You gotta try shirtless bike rides at night next, it feels great
All I can say, if you're able to do so comfortably without purposefully exposing yourself to others, you gotta get outside naked and just bask in the sunlight. Nothing better.
❤❤❤
My crack is go to a hot springs resort. Bake myself dizzy, and than sit out in the hot sun and let myself cool off. It feels amazing.
This made me smile all over. I’m so happy your belly was touched by the whisper of mother nature’s breath. 🤗
Bravo! God, Walt Whitman & I are smiling. Thanks so much for sharing!
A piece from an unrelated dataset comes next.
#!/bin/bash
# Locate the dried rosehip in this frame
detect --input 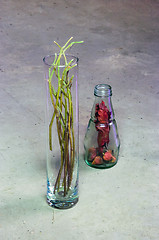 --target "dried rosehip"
[88,147,97,161]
what the f? That is amazingly sad dude but nice at the same time, who cares what you look like feel that wind!
I see an old man walking around the lake near where I live without his shirt on. I mean, check the laws in your state and city, but technically guys can get away with walking topless as long as it looks like you’re exercising. I dunno, it might be illegal and that guy just didn’t give a fuck.
I'm very glad for you. But I'm really obsessed with the notion of not exposing your skin until you're 40, not in public, barely in your own home. I think my wife has some of this, she is very conservative about showing any skin. There's no religious reason (that I know of) that she would subscribe to for it. Can some people just be naturally prudish. She had some risqué pictures taken a while ago for me, but I'm also intrigued that she would have worn the outfits she did for a complete stranger. She is beautiful enough to be a model, I would think she'd love to show off.